The stage graph is produced by the distributed query planner from the optimized logical plan. The planner walks the logical plan and identifies stage boundaries: points where a data shuffle is required. The planner optimizes stages to maximize parallelism, minimize data shuffle, and keep peak memory usage under control. Joins and group-bys are typical examples; a worker cannot produce its final result without first receiving the relevant keys or partial aggregates from other workers.

At each stage boundary, the planner inserts a shuffle and starts a new stage. The result is a directed acyclic graph (DAG) in which each node is a stage and each edge is a shuffle.

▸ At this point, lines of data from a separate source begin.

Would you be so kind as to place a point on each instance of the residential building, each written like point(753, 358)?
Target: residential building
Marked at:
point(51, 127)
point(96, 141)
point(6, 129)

All workers can execute a stage in parallel, but a stage cannot begin until all incoming shuffles have completed.

Stage

A stage is a node in the stage graph. It represents a series of operations that every worker can execute independently, without needing to exchange data with other workers mid-execution. A stage begins either at the start of the query or immediately after an incoming shuffle, and ends at the next stage boundary where a data shuffle is necessary, or at the end of the query where the final stage sinks its results to the output.

When a stage is dispatched, each worker receives the optimized logical plan together with its assigned inputs (which partitions to read, which shuffle data to consume) and derives its own physical execution plan from that.

Partition

A partition is a subset of the data that can be processed independently by a worker. When a query runs on the distributed engine, the input data is split into partitions that are distributed across workers. All worker process their own partitions in parallel, reducing the total time to complete the query.

Shuffle

A shuffle is the transfer of data between workers between two stages. Some operations, such as joins, group-bys, and sorts, require a partitioning invariant to hold: all rows that share a key must reside on the same worker before the operation can be computed. For example, a group-by on country cannot produce a correct aggregate if rows for "Germany" are split across multiple workers. A shuffle establishes this invariant by redistributing data according to a partitioning key, so that each worker receives exactly the rows it needs for the next stage.